Quand les maçons et les peintres arrivèrent pour ravaler le bâtiment du Lycée de garçons, nous faisions nos paquets dans des salles tristement vides et les classes purent reprendre le 1er janvier. Mais nous n’étions plus là, car alors que nous louchions vers l’Egypte pour y rentrer au plus vite, on nous avait nommés, mon mari et moi à l’Hôpital militaire d’Epinal et nous y avons passé l’hiver 1918-1919. Froid noir, dans un hôpital lamentable, qui ne ressemblait en rien à notre beau service du Mans.

Les directeurs éreintés s’en désintéressaient, les infirmières étaient déplorables et volaient les œufs et le lait des régimes – et nous y recevions, par fournées, tous les déchets des prisons d’Allemagne, des tuberculeux, des cancéreux ; et j’ai même eu 2 cas de typhus exanthématique, qui sont morts à peine arrivés. Pas une visite charitable, pas une gâterie pour ces pauvres types qui me rappelaient les « meskins » du pèlerinage d’El-Tor, et les morts s’en allaient au cimetière sans un drapeau, sans copains pour entourer le plus misérable des corbillards.

Il ne faut pas jeter la pierre à ceux qui vécurent ces heures décourageantes après des années de si dures épreuves, or il avait fallu tenir malgré tout, la nature humaine a de ces sursauts involontaires. Le rire après les larmes, le besoin de folies après des années d’austérité. Tout le monde semblait déchaîné : on chantait, on dansait, on faisait des repas somptueux avec des charcuteries douteuses et des vins frelatés. Les Américains, qui avaient si peu combattu n’étaient pas repartis ; ils avaient les poches pleines et ne trouvaient pas de cruelles parmi une jeunesse féminine qui, d’habitude, avait beaucoup meilleure tenue. On se consolait en affirmant qu’en Allemagne et en Angleterre c’était pire.
L’hiver passé, l’hôpital d’Épinal se vida surtout vers le cimetière et les lits désertés ne se remplirent plus.

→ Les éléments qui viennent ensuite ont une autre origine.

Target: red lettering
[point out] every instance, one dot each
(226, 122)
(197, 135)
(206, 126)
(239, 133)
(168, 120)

Notre Service Quarantenaire a hâte de récupérer ses médecins pour la campagne d’El-Tor qui s’annonce avec de nombreux pèlerins. On va rouvrir le grand lazaret fermé, presque abandonné depuis 4 ans. Le départ se fait rapidement et, sans un merci, sans une récompense méritée, nous partons vers Marseille.
On se retrouve en foule sur le quai des Messageries. On tombe dans les bras de vagues connaissances qui vous accueillent comme de vieux amis. La chère patrie France, on l’a servie au mieux mais on retourne, avec quelle joie, vers la douce Égypte.
Il n’est plus questions de plaintes continuelles contre la chaleur, la poussière et les vents du désert, sans compter le manque de plaisirs intellectuels pour les uns et des modes de Paris pour les autres.
Le bateau est pris d’assaut. On s’empile en famille dans d’étroites cabines où l’on a dédoublé les couchettes ; il y a pour la table 4 services successifs au lieu d’un seul, mais personne ne grogne ; le ciel est clair, la mer est calme, la guerre est finie et l’on vogue vers Alexandrie.